Ты — наша семья, а мы — твоя, сказал он.
Еще не поздно все исправить, сказал он.
Мы любим тебя, мы не отступимся, сказал он.
Ты можешь вернуться прямо сейчас. Просто встать и пойти домой. Пожалуйста, Бонни. Прошу тебя, — не сказал он, он Бонни услышал.
Услышал, но ответил совсем не то.
— Я рад, что ты меня понимаешь, — и посмотрел на меня.
Зачем, Бонни? Ты хочешь, чтобы я попросила тебя? Хотя знаешь, что этого не будет.
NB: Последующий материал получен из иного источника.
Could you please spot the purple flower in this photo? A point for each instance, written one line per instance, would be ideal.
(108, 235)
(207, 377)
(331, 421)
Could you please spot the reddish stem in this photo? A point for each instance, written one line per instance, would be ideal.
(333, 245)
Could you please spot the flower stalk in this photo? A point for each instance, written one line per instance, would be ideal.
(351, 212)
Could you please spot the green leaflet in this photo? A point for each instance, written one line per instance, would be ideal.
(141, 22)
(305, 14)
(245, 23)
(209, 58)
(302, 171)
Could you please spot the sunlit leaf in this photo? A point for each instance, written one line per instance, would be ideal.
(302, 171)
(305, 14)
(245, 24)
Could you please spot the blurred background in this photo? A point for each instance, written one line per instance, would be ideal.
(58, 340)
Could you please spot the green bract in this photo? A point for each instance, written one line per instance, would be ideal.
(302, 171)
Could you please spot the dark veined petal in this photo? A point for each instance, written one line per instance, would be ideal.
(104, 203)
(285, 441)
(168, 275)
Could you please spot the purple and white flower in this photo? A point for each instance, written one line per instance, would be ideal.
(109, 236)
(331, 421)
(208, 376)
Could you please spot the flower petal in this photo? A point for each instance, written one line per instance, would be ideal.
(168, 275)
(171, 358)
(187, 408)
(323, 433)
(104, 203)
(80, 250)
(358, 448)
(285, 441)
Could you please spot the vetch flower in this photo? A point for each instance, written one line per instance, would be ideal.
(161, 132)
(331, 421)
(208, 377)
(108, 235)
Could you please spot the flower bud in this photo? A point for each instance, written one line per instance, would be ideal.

Я обещала тебе, что если ты уйдешь, то я не позову тебя обратно.
Не позову.
И плевать, что сейчас я больше всего на свете хочу шепнуть: «Бонни», — и запустить руку в твои волосы, сгрести в горсть и потянуть к себе, на себя, и пусть весь мир идет к черту…
— Мы слишком хорошо друг друга знаем, Бонни, чтобы не понимать, — продолжая смотреть ему в глаза, сказала я. — Надеюсь, твоя невеста понимает тебя так же хорошо…
Она знает, чего ты хочешь прямо сейчас? Она может дать тебе это?
Нет. Не может. Не хочет. Я не хочу, — кричали его глаза.
Зато я могу, Бонни. И ты знаешь, чего я хочу сейчас. Чего ты хочешь.
— …и может наказать больного ублюдка, — я чуть отодвинулась от стола и выставила ногу вбок, не отпуская горящего взгляда Бонни. — Если только он не попросит прощения…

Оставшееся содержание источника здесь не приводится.